Reach for insteadIf this will touch credentials, local files, or production systems, inspect the upstream source first.
- 03Why it made the cut
Weaviate is included because it has safety notes present, privacy notes present, source-backed source posture.
Reach for insteadIf this will touch credentials, local files, or production systems, inspect the upstream source first.
- 04Why it made the cut
Open WebUI is included because it has safety notes present, privacy notes present, source-backed source posture.
Reach for insteadIf this will touch credentials, local files, or production systems, inspect the upstream source first.
- 05Why it made the cut
LanceDB is included because it has safety notes present, privacy notes present, source-backed source posture.
Reach for insteadIf this will touch credentials, local files, or production systems, inspect the upstream source first.
- 06Why it made the cut
Haystack is included because it has safety notes present, privacy notes present, source-backed source posture.

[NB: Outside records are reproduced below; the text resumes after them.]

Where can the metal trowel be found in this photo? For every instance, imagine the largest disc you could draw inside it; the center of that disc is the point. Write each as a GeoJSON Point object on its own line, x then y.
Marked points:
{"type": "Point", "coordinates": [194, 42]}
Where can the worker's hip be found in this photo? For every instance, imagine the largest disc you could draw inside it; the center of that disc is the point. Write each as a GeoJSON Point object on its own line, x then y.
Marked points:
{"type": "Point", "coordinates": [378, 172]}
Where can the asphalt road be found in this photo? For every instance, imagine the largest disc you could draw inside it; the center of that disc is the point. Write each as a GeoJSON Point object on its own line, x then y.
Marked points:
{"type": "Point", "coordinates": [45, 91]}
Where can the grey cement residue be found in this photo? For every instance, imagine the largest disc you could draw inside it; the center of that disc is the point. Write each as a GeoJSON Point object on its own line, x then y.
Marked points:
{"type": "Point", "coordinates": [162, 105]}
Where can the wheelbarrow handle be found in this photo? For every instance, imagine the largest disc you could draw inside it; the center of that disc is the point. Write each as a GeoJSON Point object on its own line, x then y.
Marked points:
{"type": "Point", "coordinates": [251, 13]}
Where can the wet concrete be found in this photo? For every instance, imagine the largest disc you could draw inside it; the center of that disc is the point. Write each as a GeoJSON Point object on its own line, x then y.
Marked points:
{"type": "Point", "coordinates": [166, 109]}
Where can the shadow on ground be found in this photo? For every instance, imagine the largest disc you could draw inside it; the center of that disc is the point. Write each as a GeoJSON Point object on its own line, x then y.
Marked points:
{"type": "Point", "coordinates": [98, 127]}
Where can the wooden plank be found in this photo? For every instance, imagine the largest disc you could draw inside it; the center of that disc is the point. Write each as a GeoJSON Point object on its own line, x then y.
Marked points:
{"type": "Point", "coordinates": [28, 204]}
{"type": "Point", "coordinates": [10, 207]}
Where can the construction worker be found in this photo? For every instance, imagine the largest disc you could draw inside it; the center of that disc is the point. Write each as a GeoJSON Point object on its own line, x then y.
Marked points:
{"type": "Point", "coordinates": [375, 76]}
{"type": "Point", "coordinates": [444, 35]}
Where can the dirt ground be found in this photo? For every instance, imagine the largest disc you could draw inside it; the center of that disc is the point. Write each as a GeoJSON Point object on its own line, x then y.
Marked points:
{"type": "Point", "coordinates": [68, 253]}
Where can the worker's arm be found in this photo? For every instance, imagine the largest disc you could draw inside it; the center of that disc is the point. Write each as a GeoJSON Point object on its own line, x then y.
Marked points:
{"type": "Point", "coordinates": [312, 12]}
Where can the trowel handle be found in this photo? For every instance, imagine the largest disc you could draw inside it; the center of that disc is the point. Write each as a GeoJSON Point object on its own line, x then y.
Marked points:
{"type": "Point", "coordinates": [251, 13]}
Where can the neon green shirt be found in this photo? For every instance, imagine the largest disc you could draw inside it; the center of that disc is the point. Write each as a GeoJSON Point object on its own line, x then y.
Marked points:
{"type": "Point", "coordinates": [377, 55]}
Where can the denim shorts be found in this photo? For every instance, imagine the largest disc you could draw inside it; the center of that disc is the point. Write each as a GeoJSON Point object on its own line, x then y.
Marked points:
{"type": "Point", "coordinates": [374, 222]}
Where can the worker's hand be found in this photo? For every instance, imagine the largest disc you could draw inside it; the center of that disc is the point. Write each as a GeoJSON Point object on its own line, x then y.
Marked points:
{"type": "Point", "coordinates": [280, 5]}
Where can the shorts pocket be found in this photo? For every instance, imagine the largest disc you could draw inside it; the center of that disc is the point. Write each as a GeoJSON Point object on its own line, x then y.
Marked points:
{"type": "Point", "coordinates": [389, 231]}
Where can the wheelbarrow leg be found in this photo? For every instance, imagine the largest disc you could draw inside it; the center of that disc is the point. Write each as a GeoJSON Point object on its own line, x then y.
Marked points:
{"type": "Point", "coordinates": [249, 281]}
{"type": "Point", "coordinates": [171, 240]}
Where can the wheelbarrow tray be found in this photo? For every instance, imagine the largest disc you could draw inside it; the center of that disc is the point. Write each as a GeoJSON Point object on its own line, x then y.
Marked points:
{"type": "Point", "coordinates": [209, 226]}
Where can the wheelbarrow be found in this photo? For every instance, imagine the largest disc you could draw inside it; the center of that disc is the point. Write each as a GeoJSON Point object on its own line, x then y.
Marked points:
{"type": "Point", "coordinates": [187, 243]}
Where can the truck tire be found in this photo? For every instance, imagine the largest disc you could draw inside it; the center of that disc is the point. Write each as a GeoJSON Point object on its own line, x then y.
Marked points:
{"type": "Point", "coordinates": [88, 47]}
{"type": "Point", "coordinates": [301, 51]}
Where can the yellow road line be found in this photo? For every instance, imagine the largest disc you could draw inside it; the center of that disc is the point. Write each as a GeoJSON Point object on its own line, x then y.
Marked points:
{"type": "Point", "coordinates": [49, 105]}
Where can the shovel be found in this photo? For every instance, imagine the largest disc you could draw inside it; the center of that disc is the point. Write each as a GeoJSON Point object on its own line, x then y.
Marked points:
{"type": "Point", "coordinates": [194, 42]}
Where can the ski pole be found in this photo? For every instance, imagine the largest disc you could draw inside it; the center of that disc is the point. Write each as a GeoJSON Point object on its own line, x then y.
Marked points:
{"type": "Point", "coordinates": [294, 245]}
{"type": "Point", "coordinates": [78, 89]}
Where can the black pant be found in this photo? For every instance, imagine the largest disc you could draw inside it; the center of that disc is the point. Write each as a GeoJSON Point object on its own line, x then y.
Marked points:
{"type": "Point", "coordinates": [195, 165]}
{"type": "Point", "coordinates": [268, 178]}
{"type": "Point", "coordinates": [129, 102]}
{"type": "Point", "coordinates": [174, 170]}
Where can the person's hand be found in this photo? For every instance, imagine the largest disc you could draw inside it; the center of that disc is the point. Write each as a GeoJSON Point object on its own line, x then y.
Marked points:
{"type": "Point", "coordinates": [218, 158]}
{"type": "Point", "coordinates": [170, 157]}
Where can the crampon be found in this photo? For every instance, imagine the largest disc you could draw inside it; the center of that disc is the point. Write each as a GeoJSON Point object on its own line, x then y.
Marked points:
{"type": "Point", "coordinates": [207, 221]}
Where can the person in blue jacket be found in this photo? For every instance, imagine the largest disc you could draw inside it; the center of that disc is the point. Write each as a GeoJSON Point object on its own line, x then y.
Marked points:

Reach for insteadIf this will touch credentials, local files, or production systems, inspect the upstream source first.
- 07Why it made the cut
LlamaIndex is included because it has safety notes present, privacy notes present, source-backed source posture.
Reach for insteadIf this will touch credentials, local files, or production systems, inspect the upstream source first.
- 08Why it made the cut
Ragas is included because it has safety notes present, privacy notes present, source-backed source posture.
Reach for insteadIf this will touch credentials, local files, or production systems, inspect the upstream source first.
- 09Why it made the cut
RAGFlow is included because it has safety notes present, privacy notes present, source-backed source posture.
Reach for insteadIf this will touch credentials, local files, or production systems, inspect the upstream source first.
- 10Why it made the cut
AG2 Agent Framework is included because it has safety notes present, privacy notes present, source-backed source posture.
Reach for insteadIf this will touch credentials, local files, or production systems, inspect the upstream source first.
- 11Why it made the cut
AnythingLLM is included because it has safety notes present, privacy notes present, source-backed source posture.
Reach for insteadIf this will touch credentials, local files, or production systems, inspect the upstream source first.
- 12Why it made the cut
CAMEL-AI CAMEL is included because it has safety notes present, privacy notes present, source-backed source posture.
Reach for insteadIf this will touch credentials, local files, or production systems, inspect the upstream source first.